Op basis van de feiten en omstandigheden als vermeld in het Rapport komt de AFM tot het volgende oordeel.

3.1. Oordeel over de betrouwbaarheid van de heer Van der Leij

Volgens artikel 4:10, eerste lid, Wft dient het beleid van een financiëledienstverlener te worden bepaald of mede bepaald door personen van wie de betrouwbaarheid buiten twijfel staat. In artikel 4:10, tweede lid, Wft is bepaald dat de betrouwbaarheid van een (mede)beleidsbepaler buiten twijfel staat wanneer dat eenmaal door de

toezichthouder is vastgesteld, zolang niet een wijziging in de relevante feiten en omstandigheden een redelijke aanleiding geeft tot een nieuwe beoordeling. De in paragraaf 2 van het Rapport genoemde feiten en

omstandigheden hebben aanleiding gegeven de betrouwbaarheid van de heer Van der Leij opnieuw te beoordelen.

Op grond van artikel 12 BGfo stelt de AFM vast of de betrouwbaarheid van een persoon, zoals bedoeld in artikel 4:10, eerste lid, Wft, buiten twijfel staat op basis van diens “voornemens, handelingen en antecedenten”. Bij de vaststelling van de betrouwbaarheid neemt de AFM op grond van artikel 13 BGfo onder meer antecedenten als bedoeld in bijlage C van het BGfo in aanmerking.

Naar aanleiding van de hertoetsing van de heer Van der Leij heeft de AFM geconstateerd dat de heer Van der Leij vier antecedenten heeft die aan hem toerekenbaar zijn en zijn betrouwbaarheid als beleidsbepaler van een

financiële onderneming raken. De vier antecedenten die de AFM de heer Van der Leij toerekent zijn de volgende:

1. Een toezichtantecedent wegens het overtreden van het verbod op het aantrekken van opvorderbare gelden, zoals bedoeld in artikel 3:5 Wft (paragraaf 4.1 en hoofdstuk 5 van het Rapport);

2. xxxxxxxxxxxxxxxxxxxxxxxxxxxxxxxxxxxxxxxxxxxxxxxxxxxxxxxxxxxxxxxxxxxxxxxxxxxxxxxxxxxxx xxxxxxxxxxxxxxxxxxxxxxxxxxxxxxxxxxxxxxxxxxxxxxxxxxxxxxxxxxxxxxxxxxxxxxxxxxxxxxxxxxxxx xxxxxxxxxxxxxxxxxxxxxxxxxxxxx (paragraaf 4.2 en hoofdstuk 5 van het Rapport); Een

toezichtantecedent wegens het niet voldoen aan de meldplicht wijziging betrouwbaarheidsgegevens, zoals bedoeld in artikel 102 BGfo (paragraaf 4.2 en hoofdstuk 5 van het Rapport); en

3. Een toezichtantecedent wegens het niet verstrekken van de gevraagde gegevens aan de AFM waardoor de AFM een last onder dwangsom heeft opgelegd; dit betrof een overtreding van artikel 5:20 Algemene wet bestuursrecht (paragraaf 4.3 en hoofdstuk 5 van het Rapport).

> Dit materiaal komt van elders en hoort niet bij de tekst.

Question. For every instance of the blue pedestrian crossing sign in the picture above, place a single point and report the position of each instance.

De AFM komt op basis van de feiten en omstandigheden als vermeld in het Rapport tot het oordeel dat de betrouwbaarheid van de heer Van der Leij als beleidsbepaler van De Vestelier niet langer buiten twijfel staat.

(4)

3.2. Conclusie

Nu de betrouwbaarheid van de heer Van der Leij niet langer buiten twijfel staat, voldoet De Vestelier niet aan de eisen van artikel 4:10, eerste lid, Wft. Gelet op de omstandigheid dat de heer Van der Leij enig beleidsbepaler is van De Vestelier is het gevolg van het voorgaande dat het beleid van De Vestelier niet langer wordt bepaald door een persoon van wie de betrouwbaarheid buiten twijfel staat. Dit betreft een doorlopende eis voor een

vergunninghouder.

De conclusie van de AFM dat De Vestelier niet langer voldoet aan de eisen van artikel 4:10, eerste lid, Wft, houdt in dat De Vestelier niet langer voldoet aan de bij of krachtens de Wft aan financiëledienstverleners gestelde regels.

4. Belangenafwegingen

4.1. Belangenafweging inzake de betrouwbaarheid

Op grond van artikel 16 BGfo neemt de AFM bij de vaststelling van de betrouwbaarheid van de heer Van der Leij onder meer de belangen die de wet beoogt te beschermen, de belangen van de heer Van der Leij en overige omstandigheden in aanmerking. De AFM heeft in paragraaf 5.2 van het Rapport de bij de beoordeling van de betrouwbaarheid betrokken belangen gewogen.

Op grond van de antecedenten, en gelet op alle relevante belangen, komt de AFM tot het oordeel dat in het onderhavig geval het belang van de handhaving van de integriteit van de financiële sector zwaarder dient te wegen dan het belang van de heer Van der Leij en De Vestelier.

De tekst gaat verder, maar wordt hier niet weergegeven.